While user-defined types (UDTs) can be used to achieve the packed row format at the application level, native support for packed row format has the following benefits:

Lower storage footprint.
Efficient INSERTs, especially when a table has large number of columns.
Faster multi-column reads, as the reads need to fetch fewer key value pairs.
UDTs require application rewrite, and therefore not necessarily an option for all use cases, like latency sensitive update workloads.

Enable packed row

Packed row for YSQL is enabled by default for new universes in v2.20.0 and later.

If you upgrade a universe that does not have packed row enabled to a version earlier than v2025.1, packed row for YSQL is not automatically enabled.

If you upgrade a universe that does not have packed row enabled to v2025.1 or later, packed row for YSQL is automatically enabled.

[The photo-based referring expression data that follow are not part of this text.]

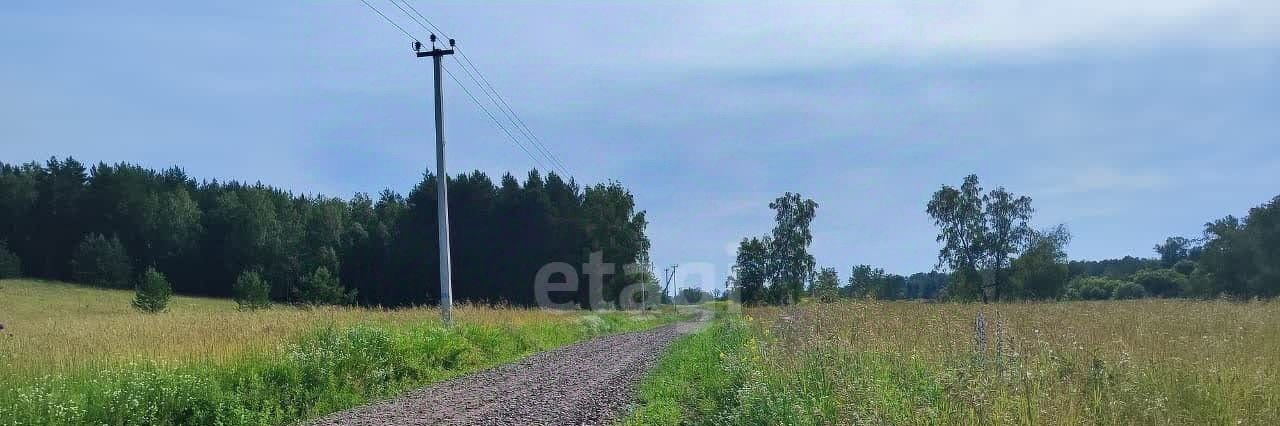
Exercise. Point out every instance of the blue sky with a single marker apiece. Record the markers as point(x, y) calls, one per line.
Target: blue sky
point(1127, 122)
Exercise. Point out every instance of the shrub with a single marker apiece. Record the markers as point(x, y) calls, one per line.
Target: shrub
point(1128, 291)
point(1162, 283)
point(10, 266)
point(252, 293)
point(323, 288)
point(152, 292)
point(1185, 266)
point(103, 262)
point(1092, 288)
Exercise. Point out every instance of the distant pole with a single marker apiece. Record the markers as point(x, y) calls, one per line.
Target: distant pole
point(442, 181)
point(670, 274)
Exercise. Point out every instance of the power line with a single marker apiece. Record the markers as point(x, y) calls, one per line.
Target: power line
point(389, 21)
point(424, 18)
point(515, 118)
point(488, 90)
point(494, 119)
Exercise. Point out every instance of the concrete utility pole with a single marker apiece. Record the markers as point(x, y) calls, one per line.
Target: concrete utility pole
point(668, 274)
point(442, 181)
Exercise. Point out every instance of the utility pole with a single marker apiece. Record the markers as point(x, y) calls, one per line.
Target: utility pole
point(442, 181)
point(670, 274)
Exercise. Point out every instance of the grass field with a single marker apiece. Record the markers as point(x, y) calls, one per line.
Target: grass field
point(1146, 362)
point(81, 356)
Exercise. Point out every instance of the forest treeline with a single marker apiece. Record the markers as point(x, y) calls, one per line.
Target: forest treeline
point(106, 224)
point(990, 252)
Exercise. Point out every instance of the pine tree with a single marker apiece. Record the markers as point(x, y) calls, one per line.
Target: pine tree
point(152, 292)
point(10, 266)
point(252, 293)
point(323, 288)
point(103, 262)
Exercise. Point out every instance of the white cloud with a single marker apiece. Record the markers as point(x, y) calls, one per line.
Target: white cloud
point(1107, 179)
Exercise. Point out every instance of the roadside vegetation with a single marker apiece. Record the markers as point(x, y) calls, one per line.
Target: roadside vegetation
point(990, 252)
point(1115, 362)
point(81, 356)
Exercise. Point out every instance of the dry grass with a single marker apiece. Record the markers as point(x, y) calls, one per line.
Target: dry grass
point(53, 328)
point(1152, 361)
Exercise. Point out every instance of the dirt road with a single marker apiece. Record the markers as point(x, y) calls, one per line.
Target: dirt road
point(588, 383)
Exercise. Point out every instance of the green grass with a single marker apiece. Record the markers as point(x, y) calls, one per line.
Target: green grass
point(1134, 362)
point(698, 379)
point(318, 370)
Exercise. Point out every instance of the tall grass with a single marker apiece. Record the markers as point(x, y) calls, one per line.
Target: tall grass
point(1147, 362)
point(206, 363)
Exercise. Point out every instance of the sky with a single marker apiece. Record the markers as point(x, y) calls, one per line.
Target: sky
point(1127, 120)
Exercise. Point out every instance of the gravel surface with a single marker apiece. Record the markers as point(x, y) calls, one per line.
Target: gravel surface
point(588, 383)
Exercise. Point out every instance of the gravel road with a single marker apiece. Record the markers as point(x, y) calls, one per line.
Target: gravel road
point(588, 383)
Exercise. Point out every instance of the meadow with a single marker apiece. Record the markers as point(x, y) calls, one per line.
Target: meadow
point(76, 356)
point(1118, 362)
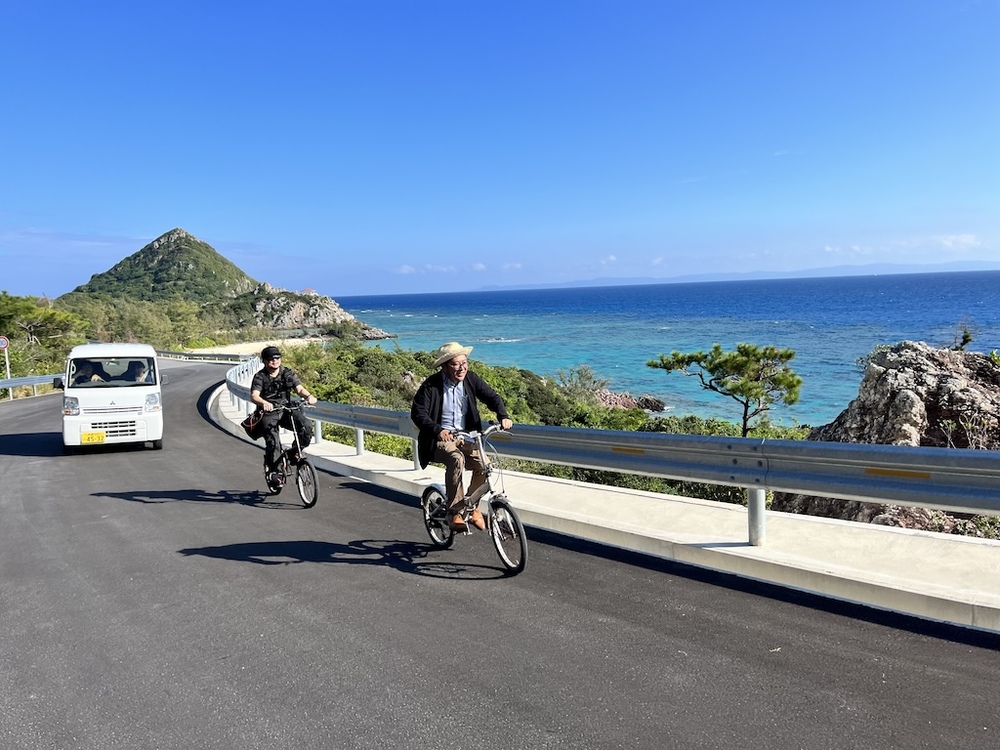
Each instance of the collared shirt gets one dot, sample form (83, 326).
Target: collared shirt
(453, 407)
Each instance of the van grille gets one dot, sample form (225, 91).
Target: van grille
(115, 429)
(112, 410)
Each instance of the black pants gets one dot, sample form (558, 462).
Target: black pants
(289, 420)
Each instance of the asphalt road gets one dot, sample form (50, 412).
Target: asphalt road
(158, 599)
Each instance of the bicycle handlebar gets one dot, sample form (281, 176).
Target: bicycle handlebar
(493, 427)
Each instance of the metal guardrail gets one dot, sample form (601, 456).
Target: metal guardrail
(953, 480)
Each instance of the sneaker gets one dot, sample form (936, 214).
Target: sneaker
(477, 519)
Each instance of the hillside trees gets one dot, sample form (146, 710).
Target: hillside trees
(756, 377)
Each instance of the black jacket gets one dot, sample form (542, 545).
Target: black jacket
(429, 401)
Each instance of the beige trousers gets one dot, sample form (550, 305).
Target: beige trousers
(457, 457)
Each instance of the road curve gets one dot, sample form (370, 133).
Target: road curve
(157, 599)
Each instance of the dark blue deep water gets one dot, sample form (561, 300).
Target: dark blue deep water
(829, 322)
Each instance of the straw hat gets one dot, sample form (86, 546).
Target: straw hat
(449, 351)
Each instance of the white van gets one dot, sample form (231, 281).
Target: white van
(111, 394)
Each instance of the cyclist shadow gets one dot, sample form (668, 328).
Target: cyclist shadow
(407, 557)
(248, 497)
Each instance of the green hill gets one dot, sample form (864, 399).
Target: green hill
(176, 265)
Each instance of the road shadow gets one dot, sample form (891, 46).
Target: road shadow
(258, 498)
(852, 610)
(34, 444)
(404, 556)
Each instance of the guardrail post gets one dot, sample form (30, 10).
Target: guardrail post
(755, 516)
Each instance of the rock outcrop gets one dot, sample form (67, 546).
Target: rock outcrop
(625, 400)
(275, 308)
(912, 394)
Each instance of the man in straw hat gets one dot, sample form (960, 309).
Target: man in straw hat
(448, 403)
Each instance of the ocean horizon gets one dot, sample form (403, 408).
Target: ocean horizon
(830, 322)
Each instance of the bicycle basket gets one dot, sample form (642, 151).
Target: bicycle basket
(254, 424)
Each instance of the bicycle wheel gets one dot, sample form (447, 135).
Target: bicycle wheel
(508, 536)
(305, 480)
(436, 518)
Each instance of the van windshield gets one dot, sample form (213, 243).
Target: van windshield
(111, 372)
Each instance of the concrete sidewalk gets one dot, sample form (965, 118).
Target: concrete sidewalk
(940, 577)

You can configure packed row format using the Packed row flags.

Design

Following are the design aspects of packed row format:

Inserts: Entire row is stored as a single key-value pair.
Updates: If some column(s) are updated, then each such column update is stored as a key-value pair in DocDB (same as without packed rows). However, if all non-key columns are updated, then the row is stored in the packed format as one single key-value pair. This scheme adopts both efficient updates and efficient storage.
Select: Scans need to construct the row from packed inserts as well as non-packed update(s), if any.
Point lookups: Point lookups will be just as fast as without packed row as fundamentally, we will still be seeking a single key-value pair from DocDB.
Compactions: Compactions produce a compact version of the row, if the row has unpacked fragments due to updates.
Backward compatibility: Read code can interpret non-packed format as well. Writes/updates can produce non-packed format as well. Once a row is packed, it cannot be unpacked.

Performance

Testing the packed row feature with different configurations showed significant performance gains:

Sequential scans for table with 1 million rows was 2x faster with packed rows.
Bulk ingestion of 1 million rows was 2x faster with packed rows.

Limitations

Packed row for the YSQL API works across all features, including backup and restore, schema changes, and so on, subject to the following limitation:

If you upgrade a universe that does not have packed row enabled to a version earlier than v2025.1, packed row for YSQL is not automatically enabled. This is due to a known limitation with xCluster universes, where the target universe might not be able to interpret the packed row unless it is upgraded first. #21131

Packed row for the YCQL API is TP . There are no known limitations.